Мейв промолчала и повернулась к бардам, чтобы отпустить их, но Фердия схватил ее за руку.
— Подожди!
Наступила длительная пауза, но затем его плечи опустились и, казалось, что он совсем пал духом.
— Я… я… я поеду и выполню твое желание.
Мейв улыбнулась и выпроводила бардов. Затем она обернулась и взяла в руки два кубка вина. Один из них она предложила Фердии, он взял его так, будто тот сейчас должен был взорваться.
— Не беспокойся, ты победишь, — сказала она, поднимая свой кубок. — И мое предложение относительно Финавир и земли остается в силе. Я — женщина слова.
Фердия посмотрел на нее. Его кисть медленно повернулась, и вино вылилось на пол.
— А я — человек слова, — произнес он так тихо, что она едва его услышала, затем развернулся и вышел из палатки.
Мейв проследила за ним взглядом и поднесла вино к губам. Ее язык несколько раз опустился в кубок, потом она прижала ободок кубка к нижней губе и улыбнулась своим мыслям.
Я проснулся, понимая, какое удовольствие получили дочери Калатина, поскольку это должен быть бой, которого они так долго ждали. Я знал, что они очень рады были показать мне, что час Кухулина уже близок.
36
Я давно не видел Фердию и уже забыл, какой он огромный. Он стоял на берегу ручья, словно статуя Августа (только гораздо выше), величественно положив одну руку на древко огромного копья, острие которого было устремлено в небо, а другой придерживая щит высотой с обычного человека, свободно висевший у него на боку. Солнце стояло высоко, и свет, проникая сквозь его рыжие волосы, создавал вокруг них огненный ореол, от которого было больно глазам. Он ступил на мелководье, постукивая нашитыми на куртку роговыми пластинами. Они издавали хруст, словно насекомые в жаркую ночь. Лицо Фердии было угрюмым и сосредоточенным.

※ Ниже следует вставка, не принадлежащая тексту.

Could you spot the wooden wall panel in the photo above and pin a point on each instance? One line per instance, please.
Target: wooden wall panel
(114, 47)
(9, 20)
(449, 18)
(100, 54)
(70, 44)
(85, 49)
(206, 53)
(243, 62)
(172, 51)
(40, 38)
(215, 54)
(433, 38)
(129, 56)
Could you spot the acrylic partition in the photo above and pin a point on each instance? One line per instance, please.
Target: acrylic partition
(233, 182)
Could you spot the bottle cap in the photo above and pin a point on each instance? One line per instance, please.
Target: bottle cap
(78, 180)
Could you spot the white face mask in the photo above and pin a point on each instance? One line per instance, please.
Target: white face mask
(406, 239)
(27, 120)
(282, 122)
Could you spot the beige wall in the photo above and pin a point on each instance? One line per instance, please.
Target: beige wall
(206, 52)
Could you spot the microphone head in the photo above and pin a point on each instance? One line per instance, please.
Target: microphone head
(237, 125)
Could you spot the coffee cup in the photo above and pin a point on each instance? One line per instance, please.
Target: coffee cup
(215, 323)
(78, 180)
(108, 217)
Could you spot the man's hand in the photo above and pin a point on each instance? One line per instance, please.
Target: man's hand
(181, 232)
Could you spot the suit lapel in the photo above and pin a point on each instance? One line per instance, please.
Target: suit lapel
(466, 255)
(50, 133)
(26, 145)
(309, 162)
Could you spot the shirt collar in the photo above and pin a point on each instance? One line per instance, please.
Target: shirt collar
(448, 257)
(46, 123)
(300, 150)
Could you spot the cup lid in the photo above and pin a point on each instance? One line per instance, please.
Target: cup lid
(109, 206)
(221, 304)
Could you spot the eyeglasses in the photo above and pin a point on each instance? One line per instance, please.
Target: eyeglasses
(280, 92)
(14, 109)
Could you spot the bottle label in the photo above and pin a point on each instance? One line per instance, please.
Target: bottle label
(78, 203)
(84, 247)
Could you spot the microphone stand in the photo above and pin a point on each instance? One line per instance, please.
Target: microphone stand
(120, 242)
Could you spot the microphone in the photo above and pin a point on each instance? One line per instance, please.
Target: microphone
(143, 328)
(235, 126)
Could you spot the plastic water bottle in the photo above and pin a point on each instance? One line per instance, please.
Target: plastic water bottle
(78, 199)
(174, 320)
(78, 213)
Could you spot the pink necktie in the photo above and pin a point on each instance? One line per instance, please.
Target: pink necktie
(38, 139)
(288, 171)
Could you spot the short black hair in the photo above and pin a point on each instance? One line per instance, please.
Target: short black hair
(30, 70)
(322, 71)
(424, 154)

Неожиданно на его губах расцвела улыбка. Когда он улыбался, казалось, что открывается дверь, впускающая свет дня в темную комнату.
— Рад снова тебя видеть, Кухулин.
Кухулин ответил ему холодным взглядом.
— Я ожидал увидеть кого угодно, но только не тебя.
— Значит, мне повезло, — со смехом воскликнул Фердия. — А почему ты не рад?
— Я не думал, что придешь именно ты.
Фердия слегка пожал плечами, и его улыбка стала несколько более напряженной.
— Я должен был прийти. Я надеялся, что тебя здесь не будет.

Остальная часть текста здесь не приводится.